These expert insights highlight the varied approaches needed to develop AI strategy across industries, whether focusing on regulatory compliance, predictive analytics, or quick wins.
1. Chief Data Officer (Retail Sector):
“To effectively create AI strategy, businesses need to start by understanding their data ecosystem. Many organisations overlook the importance of clean, structured, and accessible data. In retail, for example, AI thrives on customer behaviour insights. Without robust data management, even the best algorithms will fall short. A phased approach works best, where data readiness is prioritised before jumping into complex AI projects. Retailers that refine their AI data processes early can improve sales forecasting and inventory management.”

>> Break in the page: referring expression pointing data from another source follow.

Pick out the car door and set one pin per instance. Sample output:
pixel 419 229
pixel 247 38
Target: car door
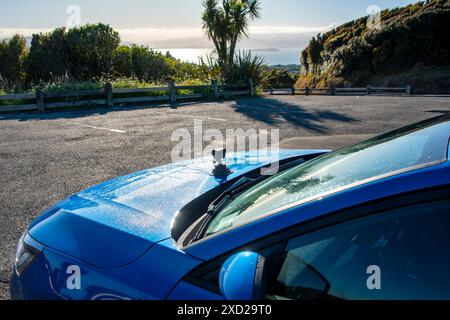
pixel 396 248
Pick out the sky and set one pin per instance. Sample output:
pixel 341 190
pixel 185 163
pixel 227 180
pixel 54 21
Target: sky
pixel 177 23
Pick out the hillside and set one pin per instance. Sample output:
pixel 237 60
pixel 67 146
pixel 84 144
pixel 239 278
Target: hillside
pixel 411 46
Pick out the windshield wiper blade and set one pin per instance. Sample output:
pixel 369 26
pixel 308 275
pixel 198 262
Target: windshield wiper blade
pixel 239 186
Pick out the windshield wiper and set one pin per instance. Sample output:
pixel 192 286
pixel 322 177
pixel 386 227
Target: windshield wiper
pixel 225 198
pixel 242 184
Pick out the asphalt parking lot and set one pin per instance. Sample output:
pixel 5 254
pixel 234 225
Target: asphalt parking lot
pixel 44 157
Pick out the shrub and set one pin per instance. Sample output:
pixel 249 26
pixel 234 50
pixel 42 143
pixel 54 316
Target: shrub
pixel 12 54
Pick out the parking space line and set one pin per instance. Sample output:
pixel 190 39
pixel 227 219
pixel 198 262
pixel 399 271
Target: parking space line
pixel 98 128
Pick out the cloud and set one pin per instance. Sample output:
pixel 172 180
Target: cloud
pixel 147 35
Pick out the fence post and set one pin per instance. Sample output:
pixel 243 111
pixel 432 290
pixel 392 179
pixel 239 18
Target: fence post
pixel 172 91
pixel 109 94
pixel 215 87
pixel 251 87
pixel 408 90
pixel 40 101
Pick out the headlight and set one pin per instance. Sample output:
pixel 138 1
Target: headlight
pixel 27 250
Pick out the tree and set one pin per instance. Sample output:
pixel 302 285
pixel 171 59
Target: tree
pixel 12 54
pixel 48 58
pixel 91 51
pixel 225 25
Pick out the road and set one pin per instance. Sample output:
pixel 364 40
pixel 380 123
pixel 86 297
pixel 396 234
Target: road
pixel 46 157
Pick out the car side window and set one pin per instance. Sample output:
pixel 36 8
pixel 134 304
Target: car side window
pixel 400 254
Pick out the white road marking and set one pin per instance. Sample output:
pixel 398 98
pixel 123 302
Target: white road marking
pixel 99 128
pixel 188 116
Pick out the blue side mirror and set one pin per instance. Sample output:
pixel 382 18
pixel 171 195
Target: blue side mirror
pixel 242 277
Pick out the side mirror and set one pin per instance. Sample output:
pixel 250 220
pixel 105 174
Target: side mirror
pixel 242 277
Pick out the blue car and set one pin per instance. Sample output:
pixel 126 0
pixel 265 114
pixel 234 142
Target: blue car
pixel 370 221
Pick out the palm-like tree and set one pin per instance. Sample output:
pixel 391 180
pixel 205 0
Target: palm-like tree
pixel 225 25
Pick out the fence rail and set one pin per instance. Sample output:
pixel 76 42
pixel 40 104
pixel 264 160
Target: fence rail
pixel 369 90
pixel 110 96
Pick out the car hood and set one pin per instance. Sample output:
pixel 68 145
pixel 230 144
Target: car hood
pixel 112 224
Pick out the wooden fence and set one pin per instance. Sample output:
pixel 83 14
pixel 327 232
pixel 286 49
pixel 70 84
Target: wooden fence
pixel 110 96
pixel 369 90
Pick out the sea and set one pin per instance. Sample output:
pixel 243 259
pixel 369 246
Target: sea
pixel 272 56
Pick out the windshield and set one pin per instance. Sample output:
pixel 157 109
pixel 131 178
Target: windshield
pixel 387 154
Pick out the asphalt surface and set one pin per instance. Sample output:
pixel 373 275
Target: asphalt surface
pixel 46 157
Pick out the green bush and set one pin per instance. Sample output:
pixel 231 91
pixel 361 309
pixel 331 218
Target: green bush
pixel 91 51
pixel 12 55
pixel 48 57
pixel 414 35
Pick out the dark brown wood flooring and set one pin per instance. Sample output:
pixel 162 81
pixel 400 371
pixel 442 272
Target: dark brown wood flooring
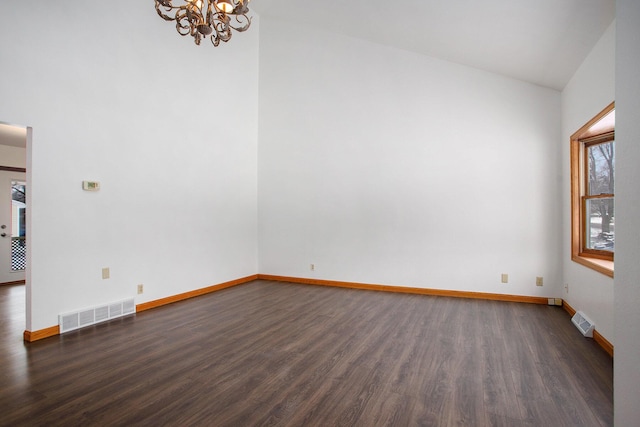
pixel 268 353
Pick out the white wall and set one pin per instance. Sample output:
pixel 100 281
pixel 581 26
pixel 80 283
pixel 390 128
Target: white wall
pixel 590 90
pixel 383 166
pixel 15 157
pixel 627 283
pixel 169 129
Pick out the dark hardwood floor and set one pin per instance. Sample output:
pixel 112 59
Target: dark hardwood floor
pixel 268 353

2. AI Solutions Architect (Healthcare Industry):
“When organisations in healthcare produce AI strategy, they must consider regulatory compliance as a cornerstone. AI systems dealing with sensitive patient data require adherence to strict privacy standards. Start small by automating administrative tasks, like patient appointment scheduling, before moving on to diagnostic tools. Building trust with stakeholders—patients, doctors, and regulators—is critical for successful implementation. In the healthcare field you often require to show tangible benefits early in the process.”
3. Head of Innovation (Financial Services):
“One mistake financial institutions often make when attempting to develop AI strategy is focusing too heavily on technology rather than business goals. AI should solve specific pain points, whether it’s fraud detection or personalised investment advice. Collaboration between technical teams and decision-makers is crucial to align capabilities with strategic priorities. Additionally, ongoing model monitoring ensures accuracy as market conditions evolve. Financial institutions that maintain transparency in their AI processes often gain higher trust from customers.”
4. Machine Learning Engineer (Manufacturing):
“In manufacturing, the key to successfully developing AI strategy lies in predictive analytics. By analysing equipment data, AI can anticipate maintenance needs and prevent costly downtime. However, it’s important to integrate AI solutions into existing workflows seamlessly. Employees should be trained to interpret AI insights, ensuring the technology enhances operations rather than disrupting them. Clear training programs help workers trust and rely on AI-generated insights for smoother operations.”
5. Digital Transformation Lead (Logistics):
“The logistics sector benefits immensely when companies produce AI strategy with a focus on real-time analytics. AI can optimise routes, reduce fuel consumption, and enhance delivery timelines. However, scalability is a challenge. Businesses should pilot AI tools in a limited capacity before deploying them across the entire supply chain. Data-sharing agreements with partners also play a vital role in maximising AI’s impact. Collaborative AI strategies in logistics often lead to better resource utilisation and faster deliveries.”
6. Chief Technology Officer (Start-ups):
“Start-ups need to take a pragmatic approach when they develop AI strategy, because they often lack extensive resources. Instead of building everything in-house, leveraging pre-trained models and cloud-based AI solutions can be a game-changer. Start-ups should prioritise quick wins, like automating customer support or streamlining internal processes, to demonstrate value early. This approach not only saves costs but also boosts investor confidence.”
7. Cybersecurity Specialist (Tech Industry):
“AI’s role in cybersecurity has grown exponentially, but when businesses develop AI strategy for this area, they must prioritise adaptability. Cyber threats evolve rapidly, and static models quickly become obsolete. Investing in dynamic, self-learning AI systems that detect anomalies in real time is essential. Collaboration with cross-functional teams ensures comprehensive threat mitigation. A strong focus on cybersecurity strategies can significantly reduce the risk of breaches and downtime.”
8. Sustainability Manager (Energy Sector):
“Developing AI strategy in the energy industry requires a dual focus on efficiency and sustainability. AI can forecast energy demand, optimise grid distribution, and identify areas for renewable energy integration. The challenge lies in processing vast amounts of data from diverse sources. Long-term success often comes from integrating AI with emerging renewable energy technologies.”